As loans to African countries decline, thousands of Chinese workers go home
Between 2015 and 2018, 62,600 workers returned to China. From a high of US$ 24.9 billion in 2016, Chinese lending plummeted to around US$ 9 billion in 2018. Angola saw the largest decline of Chinese workers. More and more local labour is employed by Chinese companies.
Beijing (AsiaNews) – In recent years, tens of thousands of Chinese workers who emigrated to Africa have returned to China, reversing a well-established trend.
According to two consultancy firms, the global company Oxford China International Consultancy (OCIC) and Beijing-based Development Reimagined, the return coincides with a drop in loans provided by the Chinese government to African countries.
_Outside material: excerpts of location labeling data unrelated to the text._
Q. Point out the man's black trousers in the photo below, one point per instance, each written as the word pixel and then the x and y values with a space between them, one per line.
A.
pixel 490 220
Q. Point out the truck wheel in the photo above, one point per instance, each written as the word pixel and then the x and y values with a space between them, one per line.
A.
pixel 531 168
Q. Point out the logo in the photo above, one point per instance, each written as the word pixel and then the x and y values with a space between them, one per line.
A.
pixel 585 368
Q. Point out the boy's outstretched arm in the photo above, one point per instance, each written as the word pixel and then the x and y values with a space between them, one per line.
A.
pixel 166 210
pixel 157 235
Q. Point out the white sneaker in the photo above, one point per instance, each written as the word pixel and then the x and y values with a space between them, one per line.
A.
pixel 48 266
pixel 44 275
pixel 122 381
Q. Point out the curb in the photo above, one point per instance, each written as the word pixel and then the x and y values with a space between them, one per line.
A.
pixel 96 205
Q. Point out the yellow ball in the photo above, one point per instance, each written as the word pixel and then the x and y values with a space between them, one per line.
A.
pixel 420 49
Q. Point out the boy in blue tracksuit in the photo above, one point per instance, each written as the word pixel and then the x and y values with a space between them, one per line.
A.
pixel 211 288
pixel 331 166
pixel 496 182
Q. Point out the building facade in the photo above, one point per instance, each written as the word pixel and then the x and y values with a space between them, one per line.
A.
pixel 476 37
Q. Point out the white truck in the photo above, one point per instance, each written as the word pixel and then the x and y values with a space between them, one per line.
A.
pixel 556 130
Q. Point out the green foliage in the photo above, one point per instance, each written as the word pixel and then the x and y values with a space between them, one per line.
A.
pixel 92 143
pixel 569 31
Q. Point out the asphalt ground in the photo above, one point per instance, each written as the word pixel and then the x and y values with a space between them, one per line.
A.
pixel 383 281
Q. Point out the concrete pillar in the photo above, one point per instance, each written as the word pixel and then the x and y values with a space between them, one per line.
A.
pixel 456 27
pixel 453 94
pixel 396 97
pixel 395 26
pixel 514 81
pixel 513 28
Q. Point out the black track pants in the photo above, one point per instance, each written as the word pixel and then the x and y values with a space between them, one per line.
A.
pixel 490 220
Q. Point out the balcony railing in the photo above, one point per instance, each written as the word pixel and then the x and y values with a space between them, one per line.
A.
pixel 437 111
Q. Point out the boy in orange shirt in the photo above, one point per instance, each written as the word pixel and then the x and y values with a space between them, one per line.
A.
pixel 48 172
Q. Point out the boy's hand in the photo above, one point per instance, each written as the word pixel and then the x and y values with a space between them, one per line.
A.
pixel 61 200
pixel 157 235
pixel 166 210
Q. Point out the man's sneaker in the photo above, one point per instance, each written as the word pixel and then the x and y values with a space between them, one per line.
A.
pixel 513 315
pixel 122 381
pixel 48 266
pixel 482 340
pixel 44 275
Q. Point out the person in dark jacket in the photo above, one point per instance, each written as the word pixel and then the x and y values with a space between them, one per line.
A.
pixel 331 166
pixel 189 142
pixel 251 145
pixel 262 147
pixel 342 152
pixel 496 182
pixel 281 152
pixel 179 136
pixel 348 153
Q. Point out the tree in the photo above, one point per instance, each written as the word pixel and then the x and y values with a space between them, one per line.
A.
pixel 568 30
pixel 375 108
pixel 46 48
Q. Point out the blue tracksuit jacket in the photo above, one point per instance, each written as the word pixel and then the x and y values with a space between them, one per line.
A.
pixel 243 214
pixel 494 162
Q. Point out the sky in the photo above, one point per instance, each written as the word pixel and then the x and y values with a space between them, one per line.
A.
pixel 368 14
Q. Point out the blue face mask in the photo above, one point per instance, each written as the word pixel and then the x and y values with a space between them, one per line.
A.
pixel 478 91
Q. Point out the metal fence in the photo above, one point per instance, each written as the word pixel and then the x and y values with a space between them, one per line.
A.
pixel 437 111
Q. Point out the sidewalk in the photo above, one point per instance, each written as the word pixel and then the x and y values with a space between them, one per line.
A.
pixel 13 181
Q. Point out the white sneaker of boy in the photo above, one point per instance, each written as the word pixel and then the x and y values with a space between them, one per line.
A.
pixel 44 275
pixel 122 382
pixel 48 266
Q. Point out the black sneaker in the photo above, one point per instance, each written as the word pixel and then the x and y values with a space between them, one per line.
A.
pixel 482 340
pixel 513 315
An estimated 62,600 Chinese workers left Africa between 2015 and 2018, with the overall number declining from over 263,000 to roughly 201,000, the research firms found. The year 2015 was the high point, when China signed most contracts with African governments.
The research notes that some Chinese workers may have remained in Africa after changing their residence status. After working in construction projects, they become small traders.
The survey is also based on official data, and does not count illegal immigrants.
The Chinese government does not provide information on the amount of its foreign loans, often linked to the Belt and Road Initiative, Xi Jinping's grand plan to link China, Africa and Europe along new Silk Roads.
The China Africa Research Initiative at John Hopkins University calculated that, between 2000 and 2018, China lent a total of US$ 148 billion to about 50 African states.
From a high point of US$ 24.9 billion, Beijing's lending dropped to around US$ 9 billion in 2018.
Angola is the country that saw the sharpest drop in this period: from US$ 19.3 billion to US$ 80 million.
Chinese workers employed in the former Portuguese colony went from 44,000 in 2015 to 27,000 in 2018. Algeria, which hosts the largest number, they went from 91,000 to 60,000.
The return of workers to China is also due to the growing demands of African governments to employ local staff in projects financed by the Asian giant.
A 2019 study by the School of Oriental and African Studies at the University of London found that in Ethiopia 90 per cent of jobs at Chinese firms went to locals. In Angola, the number was 75 per cent.